July 10 (UPI) -- More than 34 percent of Hispanic and Latin Americans who died from COVID-19 across the United States were younger than 65, an analysis released Friday by the U.S. Centers for Disease Control and Prevention found.
About 30 percent of black Americans who died from COVID-19 also were younger than 65, compared to just over 13 percent of white Americans younger than 65 who died from the disease, CDC said.
Just over 20 percent of all COVID-19 deaths in the United States have been adults under age 65, the agency said.
"The relatively high percentages of Hispanic and non-white decedents aged less than 65 years were notable," the CDC researchers wrote in the report.
Researchers said healthcare providers should consider the potential of severe disease in younger people who are non-white or have underlying conditions.
"More prompt diagnoses could facilitate earlier implementation of supportive care," they said.
In all, Hispanic and Latin Americans accounted for one in four deaths from COVID-19, the CDC found, even though they constitute just under 19 percent of the U.S. population, according to census data.

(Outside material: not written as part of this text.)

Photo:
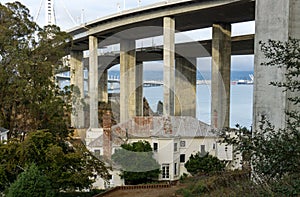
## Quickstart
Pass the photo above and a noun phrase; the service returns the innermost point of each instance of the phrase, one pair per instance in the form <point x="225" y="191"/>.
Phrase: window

African Americans made up about 20 percent of all COVID-19 deaths, even though they account for just over 13 percent of the U.S. population based on census data, CDC said.
The latest CDC findings on the impact of COVID-19 are based on an analysis of data through May 18. At that time, more than 1.3 million cases of the disease were confirmed across the United States, resulting in 83,000 deaths, the agency said.
Through Friday afternoon, more than 3.1 million confirmed cases and more than 133,000 deaths were reported in this country, according to data from Johns Hopkins University.
The CDC analysis also showed that, as of May 18, approximately 60 percent of those who died from COVID-19 in the United States were male.
More than 75 percent of those who died have had at least one underlying medical condition, including 83 percent of those age 65 or younger, the CDC said.
Heart disease was the most common underlying health condition among COVID-19 deaths, at 61 percent, followed by diabetes at 40 percent, chronic kidney disease at 21 percent, and chronic lung disease at 19 percent, the agency said.
Nearly half of those aged 65 and younger who died from COVID-19 had diabetes, CDC reported.
Efforts to examine SARS-CoV-2 transmission and COVID-19-associated deaths among different racial and ethnic groups "could lead to targeted, community-level, mortality prevention initiatives," CDC researchers wrote.
"These campaigns could encourage social distancing and the need for wearing cloth face coverings in public settings," they wrote.